Reason 2: “Currently, American taxpayers spend about $25 billion (about $77 per person in the US) per year on nuclear weapons and operations. That is less than five percent of the defense budget and less than half of one percent of the federal budget” (Lowther). “As CBO points out, even at its peak, nuclear modernization will not exceed 6.4% of total defense spending. In the 1970s the United States spent 17.1% of the DoD budget on the nuclear triad” (“Ground Truth: Nuclear Weapons: Essential, Affordable, Cornerstone of Our Defense”).
Reason 3: “They can be modified in many ways to respond to changing military requirements, as was done when the B61 bomb was modified to give it an earth-penetrating capability” (“Nuclear weapons in the twenty-first century”).
Transition: Not only are nuclear weapons efficient, but they also preserve peace.
3. Second Argument: Nuclear weapons hold a significant role in maintaining global peace.
Opposing view: The opposing view believes that these weapons pose a greater risk because they believe that nuclear weapons are too tempting for countries.
Your view: Yet since nuclear weapons have been made, there has been a dramatic decrease in the number of deaths and an increase in diplomacy between nations.

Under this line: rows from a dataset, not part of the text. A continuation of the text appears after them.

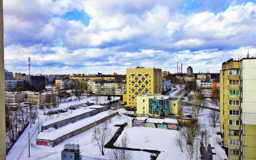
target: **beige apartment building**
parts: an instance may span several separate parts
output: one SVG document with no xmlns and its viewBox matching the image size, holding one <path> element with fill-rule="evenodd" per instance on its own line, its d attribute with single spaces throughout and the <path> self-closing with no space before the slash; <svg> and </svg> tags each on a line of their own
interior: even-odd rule
<svg viewBox="0 0 256 160">
<path fill-rule="evenodd" d="M 220 132 L 230 160 L 256 160 L 256 58 L 231 59 L 220 70 Z"/>
<path fill-rule="evenodd" d="M 142 94 L 161 94 L 162 69 L 137 67 L 126 69 L 127 106 L 137 106 L 136 97 Z"/>
</svg>

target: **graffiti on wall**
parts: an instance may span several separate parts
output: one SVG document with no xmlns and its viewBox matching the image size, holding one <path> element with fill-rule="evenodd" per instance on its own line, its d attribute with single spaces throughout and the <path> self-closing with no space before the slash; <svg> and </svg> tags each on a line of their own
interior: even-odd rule
<svg viewBox="0 0 256 160">
<path fill-rule="evenodd" d="M 48 146 L 53 147 L 53 142 L 50 140 L 36 140 L 36 144 Z"/>
<path fill-rule="evenodd" d="M 168 124 L 168 128 L 171 130 L 176 130 L 178 126 L 175 124 Z"/>
<path fill-rule="evenodd" d="M 170 130 L 177 130 L 178 128 L 178 124 L 159 124 L 141 122 L 134 122 L 132 123 L 132 126 L 135 127 L 157 128 L 158 128 L 168 129 Z"/>
<path fill-rule="evenodd" d="M 145 127 L 156 128 L 154 124 L 151 123 L 144 123 L 144 126 Z"/>
<path fill-rule="evenodd" d="M 136 127 L 143 127 L 143 123 L 142 122 L 134 122 L 132 123 L 132 126 Z"/>
</svg>

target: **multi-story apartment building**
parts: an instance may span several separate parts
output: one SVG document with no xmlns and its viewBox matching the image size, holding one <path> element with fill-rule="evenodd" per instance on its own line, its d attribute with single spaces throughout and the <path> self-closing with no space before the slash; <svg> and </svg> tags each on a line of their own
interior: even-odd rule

Reason 1: “Nuclear weapons represent the ultimate defense of the nation, a deterrent against any and all potential adversaries. Combined with diplomacy and conventional military capabilities, nuclear weapons have helped to avoid a large-scale conflict between leading world powers for over fifty years” (“Nuclear weapons in the twenty-first century”).
Reason 2: “There has been an approximately ninety percent reduction in conflict related deaths over the last seven decades” (Lowther). “During the first half of the 20th century and just prior to the introduction of U.S. nuclear deterrence, the world suffered 80-100 million fatalities over the relatively short war years of World Wars I and II, averaging over 30,000 fatalities per day” (Thompson).
Reason 3: “The leaders of nuclear powers are not only unwilling to go to war, but they go to great lengths to constrain their allies and partners from engaging in conflicts that might eventually drag them in a conflict with another nuclear armed state” (Lowther). “The subsequent absence of Great Power conflict has coincided with a dramatic and sustained reduction in the number of lives lost to war globally” (Thompson).
Transition: While global peace is important, national security takes precedence.
4. Third Argument: National security is every country’s priority, and nuclear weapons assist that goal.
Opposing view: The opposite side believes that nuclear weapons do not protect a nation because of the possibility of a nuclear fallout.
Your view: However, nuclear weapons deter other countries from attacking a country with nuclear weapons for the same reason the opposing side dislikes nuclear weapons.
Reason 1: “If nuclear arms are outlawed, only outlaws will have nuclear arms” (“Eliminating Nuclear Weapons Will Not Make the World Safer”).
Reason 2: “Since the United States cannot predict what the level of the threat will be decades in the future, it is critical that the U.S. maintain a nuclear enterprise that can respond to changes in the global security environment” (“U.S. Nuclear Weapons Capability”).
Reason 3: “Additionally, our NATO and Eastern European allies rely America’s nuclear weapons to deter a Russian conventional attack. Declaring that we would only use nuclear weapons in response to a nuclear attack encourages our adversaries to contemplate other kinds of devastating attacks” (“Ground Truth: Nuclear Weapons: Essential, Affordable, Cornerstone of Our Defense”).
Transition/Conclusion: Nuclear weapons benefit every person in a variety of ways.
5. Concluding Statements:
A. Bring paper to close: Nuclear weapons are a critical asset to every country aspiring to maintain global peace and national safety in effective ways.
B: reason for hope, responsibilities: It is the responsibility of every citizen to advocate for the safety of their homeland by signing petitions and electing representatives that also believe in the necessity of nuclear weapons.
C. Strong statement: Nuclear weapons hold a pivotal role in protecting your life, and in return, we should protect it as well.